The vaccine campaign is truly a victim of its own success. It is precisely because vaccines are so effective at preventing illness that we are even discussing whether or not they should be given. Because of vaccines, many have never seen a child with Hemophilus influenza, tetanus, whooping cough, bacterial meningitis, or even chickenpox, or known a friend or family member whose child died of one of these diseases. Such success can make us complacent or even lazy about vaccinating. But such an attitude, if it becomes widespread, can only lead to tragic results.
Over the past several years, many people in Europe have chosen not to vaccinate their children with the MMR vaccine after publication of an unfounded suspicion (later retracted) that the vaccine caused autism. As a result of under-immunization, there have been outbreaks of measles and several deaths from complications of measles in Europe over the past several years. These outbreaks are now becoming more common here in the United States with more frequency and involving more diseases. In a study based on nationwide surveillance data from 1985 through 1992, children with non religious exemptions were 35 times as likely to contract measles as nonexempt children.1 In another study in Colorado based on data for the years 1987 through 1998, children with exemptions, as compared with unvaccinated children, were 22 times as likely to have had measles and almost six times as likely to have had pertussis.2
Our policy is written to emphasize the importance of vaccinating children. We recognize that the choice may be a very emotional one for some parents. We will do everything we can to convince you that vaccinating according to the schedule is the right thing to do. Please be advised, however, that delaying or “breaking up the vaccines” to give one or two at a time over two or more visits goes against expert recommendations, and can put your child at risk for serious illness (or even death) and goes against our medical advice as providers at Four Seasons Pediatrics. We follow the recommendations of the American Academy of Pediatrics and its schedule, and as such do not recommend that parents pick their own schedule or follow schedules like the “Dr. Bob” schedule.

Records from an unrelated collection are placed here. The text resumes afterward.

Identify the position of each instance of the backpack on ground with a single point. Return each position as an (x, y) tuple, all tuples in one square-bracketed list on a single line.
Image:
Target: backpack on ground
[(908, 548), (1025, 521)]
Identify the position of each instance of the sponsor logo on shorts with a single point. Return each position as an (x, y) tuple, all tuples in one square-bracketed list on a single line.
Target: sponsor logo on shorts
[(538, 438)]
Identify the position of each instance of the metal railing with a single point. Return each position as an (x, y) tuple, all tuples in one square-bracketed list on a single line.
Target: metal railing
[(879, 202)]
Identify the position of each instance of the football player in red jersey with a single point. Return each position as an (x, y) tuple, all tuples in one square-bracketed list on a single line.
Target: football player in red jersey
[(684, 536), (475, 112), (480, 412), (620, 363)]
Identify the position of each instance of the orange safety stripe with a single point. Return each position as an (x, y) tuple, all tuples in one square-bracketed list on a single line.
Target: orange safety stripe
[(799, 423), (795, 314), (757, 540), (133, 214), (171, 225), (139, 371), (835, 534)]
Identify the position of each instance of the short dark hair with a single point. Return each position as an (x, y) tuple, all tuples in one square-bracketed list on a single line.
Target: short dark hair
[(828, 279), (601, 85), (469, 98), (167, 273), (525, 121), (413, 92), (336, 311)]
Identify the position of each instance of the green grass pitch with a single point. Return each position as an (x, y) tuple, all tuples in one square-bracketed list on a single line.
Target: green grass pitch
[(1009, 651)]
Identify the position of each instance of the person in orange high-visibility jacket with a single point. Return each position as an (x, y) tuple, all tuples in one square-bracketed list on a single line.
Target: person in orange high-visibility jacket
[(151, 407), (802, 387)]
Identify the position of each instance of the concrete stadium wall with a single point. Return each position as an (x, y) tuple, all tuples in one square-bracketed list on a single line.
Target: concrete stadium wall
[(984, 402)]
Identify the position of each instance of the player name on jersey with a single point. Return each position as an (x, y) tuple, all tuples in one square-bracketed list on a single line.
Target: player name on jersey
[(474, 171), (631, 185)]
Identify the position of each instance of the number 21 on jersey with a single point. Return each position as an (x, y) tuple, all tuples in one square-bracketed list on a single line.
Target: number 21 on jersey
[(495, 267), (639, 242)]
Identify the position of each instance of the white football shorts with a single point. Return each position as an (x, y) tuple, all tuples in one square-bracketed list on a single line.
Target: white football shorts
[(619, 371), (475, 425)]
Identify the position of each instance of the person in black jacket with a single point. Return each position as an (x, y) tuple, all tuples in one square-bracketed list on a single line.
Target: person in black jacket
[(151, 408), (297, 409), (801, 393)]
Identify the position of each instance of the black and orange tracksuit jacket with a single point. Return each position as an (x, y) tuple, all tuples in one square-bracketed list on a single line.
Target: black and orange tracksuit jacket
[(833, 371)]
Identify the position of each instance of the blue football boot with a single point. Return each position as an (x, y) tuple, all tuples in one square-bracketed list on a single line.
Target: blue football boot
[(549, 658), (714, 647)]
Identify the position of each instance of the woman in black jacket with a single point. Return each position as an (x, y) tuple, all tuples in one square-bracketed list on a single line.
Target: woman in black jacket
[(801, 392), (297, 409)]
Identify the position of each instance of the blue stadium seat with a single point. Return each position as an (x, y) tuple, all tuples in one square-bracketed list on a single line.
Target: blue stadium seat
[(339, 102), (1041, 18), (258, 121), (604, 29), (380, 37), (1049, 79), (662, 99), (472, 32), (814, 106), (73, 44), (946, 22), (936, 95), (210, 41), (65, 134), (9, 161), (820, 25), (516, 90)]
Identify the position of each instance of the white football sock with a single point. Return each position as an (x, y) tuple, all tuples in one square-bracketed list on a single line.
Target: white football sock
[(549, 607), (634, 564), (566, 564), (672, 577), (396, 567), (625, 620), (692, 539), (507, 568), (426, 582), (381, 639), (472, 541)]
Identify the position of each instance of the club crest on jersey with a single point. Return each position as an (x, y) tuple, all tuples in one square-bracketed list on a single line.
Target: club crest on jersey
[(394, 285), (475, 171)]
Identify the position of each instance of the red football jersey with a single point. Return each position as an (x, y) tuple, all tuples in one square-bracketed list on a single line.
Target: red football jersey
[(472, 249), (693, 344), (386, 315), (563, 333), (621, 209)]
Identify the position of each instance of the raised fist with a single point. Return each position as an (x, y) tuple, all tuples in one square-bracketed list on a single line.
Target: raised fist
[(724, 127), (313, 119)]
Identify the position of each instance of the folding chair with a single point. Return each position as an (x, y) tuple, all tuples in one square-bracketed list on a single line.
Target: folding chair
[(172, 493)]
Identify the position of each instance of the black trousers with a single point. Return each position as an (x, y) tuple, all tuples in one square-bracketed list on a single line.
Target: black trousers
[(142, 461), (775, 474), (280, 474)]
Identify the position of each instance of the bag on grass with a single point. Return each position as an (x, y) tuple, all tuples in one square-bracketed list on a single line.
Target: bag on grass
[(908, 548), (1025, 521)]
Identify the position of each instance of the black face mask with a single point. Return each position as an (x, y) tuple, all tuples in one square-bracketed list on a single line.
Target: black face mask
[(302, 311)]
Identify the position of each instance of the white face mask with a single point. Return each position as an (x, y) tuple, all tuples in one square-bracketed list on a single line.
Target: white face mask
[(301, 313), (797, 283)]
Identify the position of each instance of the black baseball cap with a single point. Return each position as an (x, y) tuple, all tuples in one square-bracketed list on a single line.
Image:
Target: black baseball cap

Four Seasons Pediatrics follows the recommended schedule of the American Academy of Pediatrics. Click here to view this schedule.
If despite our recommendations, you feel you cannot follow the CDC and AAP recommendations for these vaccines, we will ask you to find another health care provider who shares your views. We do not keep a list of such providers, nor would we recommend any such physician, any more than we would recommend a doctor who prescribes antibiotics by request. This approach does not include parents who choose to not vaccinate for certain vaccines based on firmly held religious beliefs.

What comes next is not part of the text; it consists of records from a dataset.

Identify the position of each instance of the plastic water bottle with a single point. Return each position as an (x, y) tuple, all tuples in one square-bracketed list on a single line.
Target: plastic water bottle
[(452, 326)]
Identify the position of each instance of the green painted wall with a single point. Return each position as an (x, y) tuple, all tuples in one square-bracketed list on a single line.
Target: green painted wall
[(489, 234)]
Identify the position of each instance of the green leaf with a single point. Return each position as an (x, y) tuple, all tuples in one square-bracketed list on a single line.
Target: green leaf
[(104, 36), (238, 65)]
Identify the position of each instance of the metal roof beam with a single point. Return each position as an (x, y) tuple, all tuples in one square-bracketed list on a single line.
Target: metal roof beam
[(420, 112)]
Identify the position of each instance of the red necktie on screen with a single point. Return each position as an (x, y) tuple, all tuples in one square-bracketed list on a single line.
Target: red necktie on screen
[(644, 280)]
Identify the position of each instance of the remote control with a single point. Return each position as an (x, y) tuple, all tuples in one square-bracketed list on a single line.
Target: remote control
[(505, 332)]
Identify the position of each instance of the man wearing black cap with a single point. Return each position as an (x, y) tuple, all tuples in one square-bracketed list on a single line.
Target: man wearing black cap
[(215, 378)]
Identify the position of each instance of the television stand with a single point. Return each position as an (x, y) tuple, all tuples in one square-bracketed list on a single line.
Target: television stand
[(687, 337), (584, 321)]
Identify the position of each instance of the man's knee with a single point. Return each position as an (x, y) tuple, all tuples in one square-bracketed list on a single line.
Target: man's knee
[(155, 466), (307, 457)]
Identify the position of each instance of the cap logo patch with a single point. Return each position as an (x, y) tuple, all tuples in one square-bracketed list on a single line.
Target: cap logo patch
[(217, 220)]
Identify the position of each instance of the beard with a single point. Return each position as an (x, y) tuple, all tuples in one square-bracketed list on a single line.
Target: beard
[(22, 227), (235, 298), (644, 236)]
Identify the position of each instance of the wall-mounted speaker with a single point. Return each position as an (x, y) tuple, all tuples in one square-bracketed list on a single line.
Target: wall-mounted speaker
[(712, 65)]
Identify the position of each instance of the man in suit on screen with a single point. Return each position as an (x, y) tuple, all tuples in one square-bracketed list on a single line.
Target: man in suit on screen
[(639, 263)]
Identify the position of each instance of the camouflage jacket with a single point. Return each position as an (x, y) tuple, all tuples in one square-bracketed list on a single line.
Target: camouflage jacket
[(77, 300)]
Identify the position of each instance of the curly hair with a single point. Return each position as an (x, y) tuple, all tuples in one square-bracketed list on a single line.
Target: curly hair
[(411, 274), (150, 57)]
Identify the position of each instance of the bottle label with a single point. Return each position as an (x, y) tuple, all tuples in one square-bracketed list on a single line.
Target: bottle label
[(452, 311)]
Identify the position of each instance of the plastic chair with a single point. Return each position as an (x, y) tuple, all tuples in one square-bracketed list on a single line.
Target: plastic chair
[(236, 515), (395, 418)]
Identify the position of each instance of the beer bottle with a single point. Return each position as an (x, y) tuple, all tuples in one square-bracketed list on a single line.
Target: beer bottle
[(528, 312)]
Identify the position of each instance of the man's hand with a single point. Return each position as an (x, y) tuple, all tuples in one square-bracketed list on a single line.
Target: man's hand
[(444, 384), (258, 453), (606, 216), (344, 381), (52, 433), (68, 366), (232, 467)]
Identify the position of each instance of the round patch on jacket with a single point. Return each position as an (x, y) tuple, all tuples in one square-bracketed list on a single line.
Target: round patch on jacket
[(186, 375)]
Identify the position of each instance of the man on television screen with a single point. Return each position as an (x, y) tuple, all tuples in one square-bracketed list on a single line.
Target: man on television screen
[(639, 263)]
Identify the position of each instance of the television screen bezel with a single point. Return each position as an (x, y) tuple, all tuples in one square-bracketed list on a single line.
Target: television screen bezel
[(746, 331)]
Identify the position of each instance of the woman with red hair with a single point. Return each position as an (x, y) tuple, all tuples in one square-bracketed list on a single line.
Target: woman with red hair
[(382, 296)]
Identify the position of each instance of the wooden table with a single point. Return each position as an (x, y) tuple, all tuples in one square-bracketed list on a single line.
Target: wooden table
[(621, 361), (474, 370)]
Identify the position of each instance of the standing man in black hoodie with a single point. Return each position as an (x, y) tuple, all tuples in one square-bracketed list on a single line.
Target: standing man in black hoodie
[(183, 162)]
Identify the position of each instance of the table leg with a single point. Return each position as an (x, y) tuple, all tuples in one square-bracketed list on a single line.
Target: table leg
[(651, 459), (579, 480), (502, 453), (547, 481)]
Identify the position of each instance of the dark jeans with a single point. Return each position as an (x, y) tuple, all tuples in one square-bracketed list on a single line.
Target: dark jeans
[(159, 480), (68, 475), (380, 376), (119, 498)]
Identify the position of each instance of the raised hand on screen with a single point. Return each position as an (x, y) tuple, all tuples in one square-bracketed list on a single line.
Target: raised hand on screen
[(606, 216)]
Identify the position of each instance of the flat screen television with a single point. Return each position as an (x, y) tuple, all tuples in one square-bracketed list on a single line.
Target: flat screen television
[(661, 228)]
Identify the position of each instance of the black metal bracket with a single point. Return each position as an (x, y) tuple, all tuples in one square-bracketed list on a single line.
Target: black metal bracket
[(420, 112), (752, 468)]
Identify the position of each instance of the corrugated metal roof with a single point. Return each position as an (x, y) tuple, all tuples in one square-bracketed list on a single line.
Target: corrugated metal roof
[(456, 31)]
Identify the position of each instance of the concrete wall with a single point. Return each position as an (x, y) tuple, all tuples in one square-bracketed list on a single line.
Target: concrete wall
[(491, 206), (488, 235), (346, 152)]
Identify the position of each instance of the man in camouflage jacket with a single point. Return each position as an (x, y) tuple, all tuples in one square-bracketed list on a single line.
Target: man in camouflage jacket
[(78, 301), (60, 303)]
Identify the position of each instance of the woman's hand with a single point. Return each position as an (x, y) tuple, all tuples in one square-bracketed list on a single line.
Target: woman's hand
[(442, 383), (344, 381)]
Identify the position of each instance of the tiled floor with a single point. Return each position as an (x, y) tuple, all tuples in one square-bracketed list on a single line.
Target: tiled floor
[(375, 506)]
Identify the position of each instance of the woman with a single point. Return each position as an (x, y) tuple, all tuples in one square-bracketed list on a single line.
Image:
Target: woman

As medical professionals, we feel very strongly that vaccinating children on schedule with currently available vaccines is absolutely the right thing to do for all children and young adults. We want your trust and will work to earn it. Thank you for your time in reading this policy, and please feel free to discuss any questions or concerns you may have about vaccines with any one of us.
1. Salmon DA, Haber M, Gangarosa EJ, Phillips L, Smith NJ, Chen RT. Health consequences of religious and philosophical exemptions from immunization laws: individual and societal risk of measles. JAMA 1999;282:47-53. [Erratum, JAMA 2000;283:2241.]
2. Feikin DR, Lezotte DC, Hamman RF, Salmon DA, Chen RT, Hoffman RE. Individual and community risks of measles and pertussis associated with personal exemptions to immunization. JAMA 2000;284:3145-3150.